Brené Brown – research professor at the University of Houston and has spent the last two decades studying courage, vulnerability, shame, and empathy. She has been listening and engaging on how racism and our shame intersect. She also speaks about how people can reflect on themselves and where they can take action to better our society. She has some antiracism resources on her website.

With all of this information and the change in our daily routines and work habits (or business adjustments), what is a fresh approach or possibly a new angle that you haven’t been able to consider?

There is one social channel against grind culture that may not be as well-known. At an initial glance, you may even perceive this place as a spoof Twitter and Instagram that is just telling you to take a nap. But hold on, it’s actually much smarter than that. The description says “We examine the liberating power of naps. We believe rest is a form of resistance and reparations. We install Nap Experiences. Founding in 2016.”

It might be a great time for you to check out The Nap Ministry, inspired by Tricia Hersey. White people are called to action, and people of color are expressly told to give time to taking care of themselves. Ultimately, it goes both ways – everyone needs the time to recharge and recuperate. But people of color especially are being told to value their rest more than the grind culture. Yes, you’re being told you need to manage your mental health and include self-care in your schedule.

Through The Nap Ministry, Tricia “examines rest as a form of resistance by curating safe spaces for the community to rest via Collective Napping Experiences, immersive workshops, and performance art installations.”

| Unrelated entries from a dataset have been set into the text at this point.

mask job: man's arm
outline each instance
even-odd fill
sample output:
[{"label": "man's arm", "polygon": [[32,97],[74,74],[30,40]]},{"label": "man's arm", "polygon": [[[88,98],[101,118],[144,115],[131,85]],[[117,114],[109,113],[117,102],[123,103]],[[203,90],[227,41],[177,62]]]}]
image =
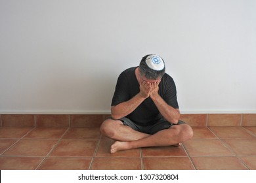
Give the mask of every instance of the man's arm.
[{"label": "man's arm", "polygon": [[150,96],[151,86],[146,82],[140,84],[140,92],[129,101],[111,107],[111,114],[115,120],[125,117],[135,110]]},{"label": "man's arm", "polygon": [[156,104],[161,114],[169,122],[177,124],[181,114],[179,108],[174,108],[169,105],[159,95],[158,85],[160,82],[151,84],[152,90],[150,97]]}]

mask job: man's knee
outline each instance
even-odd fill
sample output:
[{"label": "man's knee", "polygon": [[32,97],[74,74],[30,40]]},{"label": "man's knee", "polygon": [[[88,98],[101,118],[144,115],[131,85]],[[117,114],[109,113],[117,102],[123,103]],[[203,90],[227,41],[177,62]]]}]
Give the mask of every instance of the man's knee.
[{"label": "man's knee", "polygon": [[116,125],[119,124],[118,122],[111,119],[106,120],[100,125],[100,133],[103,135],[111,138],[115,135],[115,129],[116,129]]},{"label": "man's knee", "polygon": [[184,141],[186,141],[193,137],[193,129],[190,125],[184,124],[182,130],[182,134],[184,138]]},{"label": "man's knee", "polygon": [[179,137],[181,142],[190,139],[194,135],[192,127],[187,124],[175,125],[175,128],[177,135]]}]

“In this incredibly rich offering, we speak with Tricia on the myths of grind culture, rest as resistance, and reclaiming our imaginative power through sleep. Capitalism and white supremacy have tricked us into believing that our self-worth is tied to our productivity. Tricia shares with us the revolutionary power of rest.” They have even explored embracing sleep as a political act.

Let this allow you to take a deep breath and sigh – it is a must that you take care of yourself to take care of your business as well as your customers and your community. And yes, keep your drive and desire to “get to work”. But not at your expense for the old grind culture narrative.